The Swaziland Government should reverse its decision to give ministers and MPs salary increases, to save the Swazi economy, according to a report from the International Monetary Fund (IMF).
The salary increases pledged to civil servants should also be abandoned, if the kingdom is to survive.
And on top of this the government needs to cut back on public expenditure.
The latest warning from the IMF issued on Wednesday (2 December 2009) comes after its team visited Swaziland. According to the IMF the discussions it had with ministers and others was aimed at finding ways to stabilise the Swaziland economy, which as anyone who has been paying attention will know, is on the brink of disaster.
IMF said in a statement that Swaziland has been struggling in the world economy and the cutback in revenue from the Southern African Customs Union (SACU) which in the context of high spending levels, is posing serious risk to medium-term fiscal sustainability’.
Economic activity is sluggish in 2009 and the economic outlook is not good, the IMF said.
The IMF said the Swazi Government needed to educate the public on the need for public spending cuts. Without these, the IMF says, Swaziland will have ‘unsustainable debt levels’. One figure mentioned was that Swaziland’s debt could soon reach 77 percent of gross domestic product (GDP).
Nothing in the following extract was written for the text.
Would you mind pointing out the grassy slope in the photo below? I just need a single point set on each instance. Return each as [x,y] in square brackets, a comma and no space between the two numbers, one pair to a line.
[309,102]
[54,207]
The IMF called for immediate public spending cuts ‘in particular, the recent across-the-board salary increases, which are unsustainable given the sharp and permanent drop in SACU revenue, need to be revisited’.
The Swazi Government also needs to shift the public expenditure the kingdom can afford to ‘critical social programs, including investment in human capital and expenditures that foster economic growth’.